No fue exactamente un sonido, era más bien como una vibración que recorría las paredes.
Parpadeé en la oscuridad, sintiéndome desorientada por haberme despertado de repente, y busqué mi teléfono en la mesita de noche.
Eran las 11:47 p.
m.
Entonces volví a oír la música.
Era un bajo profundo que hacía que el armazón de mi cama vibrara ligeramente contra el suelo.
¿Qué demonios?
Me incorporé, frotándome los ojos.
Mamá y Gavin nunca ponían música.
Eran del tipo «piano clásico a un volumen razonable».
Esto era música de discoteca.
Del tipo que te hacía vibrar los huesos.
Me quité las sábanas de encima y abrí la puerta de mi habitación.
El pasillo se extendía oscuro frente a mí, pero la luz subía desde el piso de abajo.
Oí el sonido de múltiples voces riendo y hablando unas sobre otras, y la música a todo volumen.
¿Una fiesta?
¿Aquí?
No tenía ningún sentido.
A menos que…
El hijo de Gavin había vuelto.
Mamá había mencionado que volvía a casa esta semana.
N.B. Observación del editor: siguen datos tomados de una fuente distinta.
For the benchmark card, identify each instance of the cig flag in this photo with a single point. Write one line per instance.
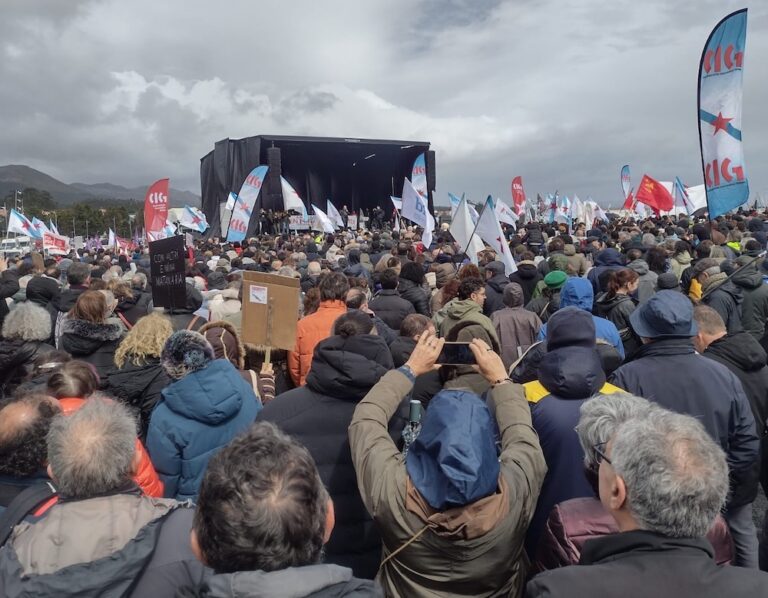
(720, 95)
(489, 229)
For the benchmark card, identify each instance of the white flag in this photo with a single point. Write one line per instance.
(334, 215)
(291, 199)
(489, 229)
(462, 228)
(322, 222)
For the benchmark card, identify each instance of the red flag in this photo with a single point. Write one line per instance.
(156, 206)
(652, 193)
(518, 195)
(629, 201)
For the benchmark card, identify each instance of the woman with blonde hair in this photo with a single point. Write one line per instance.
(139, 377)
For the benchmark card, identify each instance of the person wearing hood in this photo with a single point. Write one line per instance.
(719, 293)
(606, 260)
(344, 369)
(668, 371)
(411, 287)
(207, 405)
(578, 292)
(495, 281)
(25, 334)
(454, 511)
(648, 280)
(616, 305)
(754, 308)
(89, 334)
(744, 356)
(516, 327)
(140, 378)
(568, 374)
(468, 307)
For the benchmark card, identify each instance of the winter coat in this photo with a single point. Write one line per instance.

Pero, desde luego, no había mencionado ninguna fiesta.
Bajé las escaleras sigilosamente, con los pies descalzos y silenciosos sobre la mullida alfombra.
El ruido se hizo más fuerte.
El salón era un desastre.
Había botellas de cerveza esparcidas por la mesa de centro.
La chaqueta de cuero de alguien estaba tirada sobre el impecable sofá blanco que Mamá se había pasado horas eligiendo.
El aire apestaba a colonia cara mezclada con alcohol.
—¿Hola?
Mi voz desapareció en medio del ruido.
Seguí los sonidos adentrándome en el penthouse, hacia el ala oeste.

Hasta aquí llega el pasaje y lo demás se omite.